Multi-network MPI on Intel Omni-Path
Posted: 17 Jul 2019 | 14:11
As part of the NEXTGenIO project we have a prototype HPC system that has two Intel Omni-Path networks attached to each node. The aim of having a dual-rail network setup for that system is to investigate the performance and functionality benefits of having separate networks for MPI communications and for I/O storage communications, either directing Lustre traffic and MPI traffic over separate networks, or using a separate network to access NVDIMMs over RDMA. We were also interested in the performance benefits for general applications exploiting multiple networks for MPI traffic, if and where possible.
However, our initial focus with the prototype was in experimenting with the Intel Optane DC Persistent memory and the functionality/performance it provides, so we've been using a single network for everything up until now. To rectify this we powered up the second switch and configured the prototype to utilise both sets of network adapters on both nodes, but this required some configuration on the user side to enable MPI jobs to successfully run in this multi-rail environment.
The configuration issues weren't straight forward to fix, or at least it was not straightforward to find the working fix, and so I thought it worth documenting here for the (unlikely) case that someone else is struggling to setup a multi-rail Omni-Path network installation for MPI applications. When the two networks first came up, single-node MPI jobs were running fine (likely because they were using shared memory within the node to undertake MPI communications), but multi-node jobs were failing, both using Intel MPI and OpenMPI.
For Intel MPI we were seeing failures like this:
Abort(1014586895) on node 64 (rank 64 in comm 0): Fatal error in PMPI_Comm_split: Other MPI error, error stack: PMPI_Comm_split(507)...................: MPI_Comm_split(MPI_COMM_WORLD, color=-32766, key=64, new_comm=0x7ffd9954e924) failed PMPI_Comm_split(489)...................: MPIR_Comm_split_impl(167)..............: MPIR_Allgather_impl(239)...............: MPIR_Allgather_intra_auto(145).........: Failure during collective MPIR_Allgather_intra_auto(141).........: MPIR_Allgather_intra_brucks(115).......: MPIC_Sendrecv(344).....................: MPID_Isend(345)........................: MPIDI_OFI_send_lightweight_request(110): MPIDI_OFI_send_handler(704)............: OFI tagged inject failed (ofi_impl.h:704: MPIDI_OFI_send_handler:Connection timed out)

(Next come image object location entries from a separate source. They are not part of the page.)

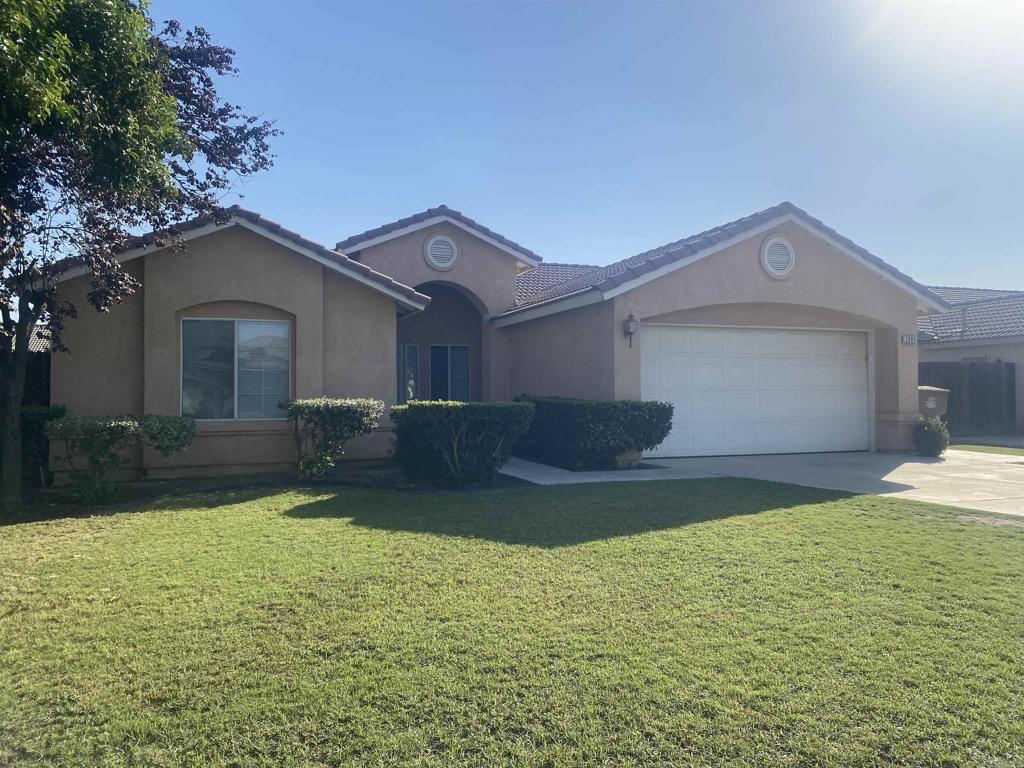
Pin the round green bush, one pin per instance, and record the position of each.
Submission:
(931, 437)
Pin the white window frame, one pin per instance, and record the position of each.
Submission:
(469, 371)
(235, 366)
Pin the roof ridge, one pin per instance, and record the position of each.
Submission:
(634, 267)
(565, 263)
(1007, 296)
(442, 210)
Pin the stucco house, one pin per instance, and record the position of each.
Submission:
(983, 326)
(769, 334)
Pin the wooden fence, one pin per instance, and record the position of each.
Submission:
(982, 395)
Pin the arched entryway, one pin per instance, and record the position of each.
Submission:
(439, 349)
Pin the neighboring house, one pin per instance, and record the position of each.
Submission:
(983, 326)
(769, 334)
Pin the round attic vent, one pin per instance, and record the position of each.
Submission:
(777, 257)
(441, 252)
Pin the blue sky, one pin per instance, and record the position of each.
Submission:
(590, 131)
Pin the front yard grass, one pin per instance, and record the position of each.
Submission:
(700, 623)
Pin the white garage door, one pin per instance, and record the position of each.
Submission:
(758, 390)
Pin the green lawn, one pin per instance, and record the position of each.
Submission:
(700, 623)
(988, 449)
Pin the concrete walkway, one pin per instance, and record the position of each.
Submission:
(983, 481)
(1004, 440)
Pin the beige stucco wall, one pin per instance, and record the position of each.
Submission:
(451, 320)
(1010, 350)
(572, 352)
(101, 374)
(568, 354)
(342, 345)
(731, 288)
(482, 272)
(486, 272)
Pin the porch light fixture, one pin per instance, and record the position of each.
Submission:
(630, 327)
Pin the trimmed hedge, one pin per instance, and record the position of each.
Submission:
(97, 439)
(931, 437)
(457, 443)
(324, 425)
(35, 446)
(589, 434)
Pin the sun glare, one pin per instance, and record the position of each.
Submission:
(947, 45)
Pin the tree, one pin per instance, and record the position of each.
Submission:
(107, 127)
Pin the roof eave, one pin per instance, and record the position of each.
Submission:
(354, 244)
(404, 296)
(608, 289)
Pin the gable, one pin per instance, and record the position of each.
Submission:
(822, 275)
(606, 283)
(432, 217)
(404, 296)
(483, 271)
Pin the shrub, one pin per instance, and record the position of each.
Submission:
(589, 434)
(97, 439)
(324, 425)
(931, 437)
(457, 443)
(35, 446)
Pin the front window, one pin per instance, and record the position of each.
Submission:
(409, 372)
(450, 373)
(235, 369)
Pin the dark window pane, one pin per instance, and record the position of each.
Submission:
(208, 369)
(438, 374)
(399, 375)
(460, 374)
(264, 378)
(411, 387)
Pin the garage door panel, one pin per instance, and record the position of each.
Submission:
(706, 340)
(709, 408)
(709, 440)
(758, 390)
(708, 374)
(682, 408)
(740, 407)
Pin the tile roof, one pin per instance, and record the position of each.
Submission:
(996, 317)
(545, 275)
(338, 258)
(441, 210)
(606, 278)
(965, 295)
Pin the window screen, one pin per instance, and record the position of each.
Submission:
(263, 374)
(235, 369)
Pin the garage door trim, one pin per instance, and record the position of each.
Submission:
(869, 345)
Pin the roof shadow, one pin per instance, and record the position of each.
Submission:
(562, 515)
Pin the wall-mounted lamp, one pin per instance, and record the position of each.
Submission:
(630, 327)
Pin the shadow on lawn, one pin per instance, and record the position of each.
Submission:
(564, 515)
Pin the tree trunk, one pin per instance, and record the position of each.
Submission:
(12, 372)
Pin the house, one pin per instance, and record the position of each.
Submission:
(769, 334)
(982, 326)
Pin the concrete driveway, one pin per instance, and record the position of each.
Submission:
(989, 482)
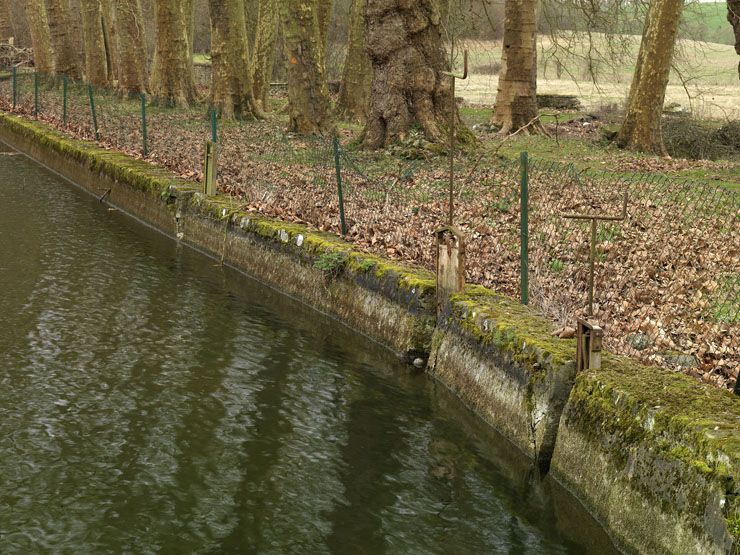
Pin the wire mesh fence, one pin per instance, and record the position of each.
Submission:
(667, 278)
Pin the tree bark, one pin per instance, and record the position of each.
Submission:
(308, 95)
(66, 59)
(516, 100)
(641, 129)
(96, 65)
(404, 42)
(43, 57)
(131, 47)
(357, 76)
(733, 16)
(264, 51)
(111, 38)
(172, 72)
(6, 23)
(231, 86)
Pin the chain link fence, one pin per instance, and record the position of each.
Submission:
(667, 277)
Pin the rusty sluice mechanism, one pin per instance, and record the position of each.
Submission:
(589, 335)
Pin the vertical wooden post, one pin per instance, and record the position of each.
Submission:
(65, 88)
(209, 171)
(15, 87)
(144, 136)
(450, 264)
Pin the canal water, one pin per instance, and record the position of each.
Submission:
(151, 401)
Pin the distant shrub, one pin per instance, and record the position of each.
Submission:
(685, 137)
(492, 68)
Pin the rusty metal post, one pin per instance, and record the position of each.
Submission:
(209, 170)
(450, 264)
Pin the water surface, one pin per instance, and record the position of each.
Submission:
(151, 401)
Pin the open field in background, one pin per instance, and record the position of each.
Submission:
(666, 288)
(709, 69)
(708, 21)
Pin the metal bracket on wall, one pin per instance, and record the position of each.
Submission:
(450, 264)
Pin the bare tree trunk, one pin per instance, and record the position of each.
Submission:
(131, 47)
(404, 42)
(66, 59)
(308, 95)
(111, 39)
(189, 14)
(516, 100)
(43, 57)
(357, 76)
(172, 74)
(733, 16)
(231, 86)
(264, 51)
(96, 65)
(251, 11)
(6, 23)
(641, 129)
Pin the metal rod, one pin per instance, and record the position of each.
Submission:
(36, 94)
(92, 111)
(144, 135)
(65, 87)
(338, 167)
(15, 87)
(524, 228)
(592, 262)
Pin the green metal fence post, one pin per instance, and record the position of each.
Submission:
(214, 126)
(36, 94)
(143, 125)
(15, 87)
(92, 111)
(65, 87)
(338, 167)
(524, 227)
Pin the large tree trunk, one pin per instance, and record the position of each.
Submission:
(516, 100)
(733, 16)
(110, 38)
(66, 58)
(404, 42)
(264, 51)
(324, 9)
(96, 65)
(131, 47)
(357, 76)
(308, 95)
(6, 23)
(641, 129)
(231, 86)
(172, 74)
(43, 57)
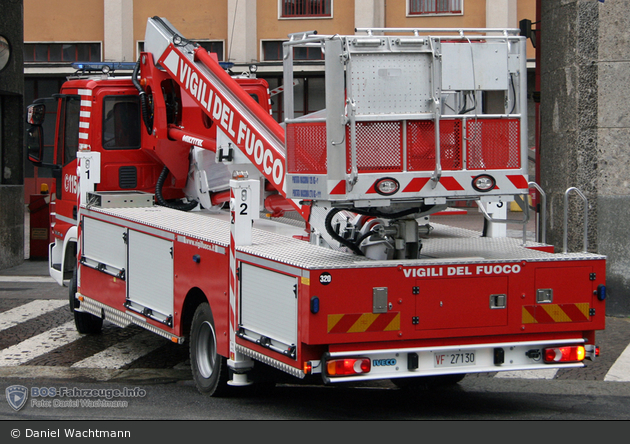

MPIR_Init_thread(649).......: MPID_Init(863)..............: MPIDI_NM_mpi_init_hook(1202): OFI get address vector map failed Abort(1094543) on node 20 (rank 20 in comm 0): Fatal error in PMPI_Init: Other MPI error, error stack:
For OpenMPI we saw errors like this:
PSM2 returned unhandled/unknown connect error: Operation timed out PSM2 EP connect error (unknown connect error)
Both of these sets of errors are just reporting time-outs on various parts of the libraries, showing MPI processes cannot establish communications with remote processes. I should note this is for MPI libraries that are using libfabric, and ultimately the PSM2 library, for the underlying communication functionality.
After some trawling through documentation, the web, and experimentation the following set of environment variables ended up fixing the issues for us. For MPI jobs using a single rail either:
depending on which network is used (from a performance perspective it didn't matter which one was chosen). For jobs wanting to use both networks for MPI traffic the following flags were required:
export PSM2_MULTIRAIL=1 export PSM2_MULTIRAIL_MAP=0:1,1:1
For our networks we saw double the MPI bandwidth when benchmarking in the single and dual rail modes for large message sizes. That was from ~23GB/s to ~46GB/s for messages over 16KB using the IMB benchmark suite BiBand across two nodes with 48 processes per node. There was no significant change in latency performance for point to point messages. Whether this translates into improved application performance really depends on what size of messages the application is sending using MPI. For the benchmark there is no appreciable improvement in message bandwidth until sending over 128 per MPI message. Presumably that is where more than one network packet is being used for the messages, and therefore the multiple networks can be exploited.
The next stage will be configuring the routing on Lustre traffic across a specific network and playing with some benchmarks to see the impact of I/O traffic on application communications. I'll post another article once we have some performance data on that.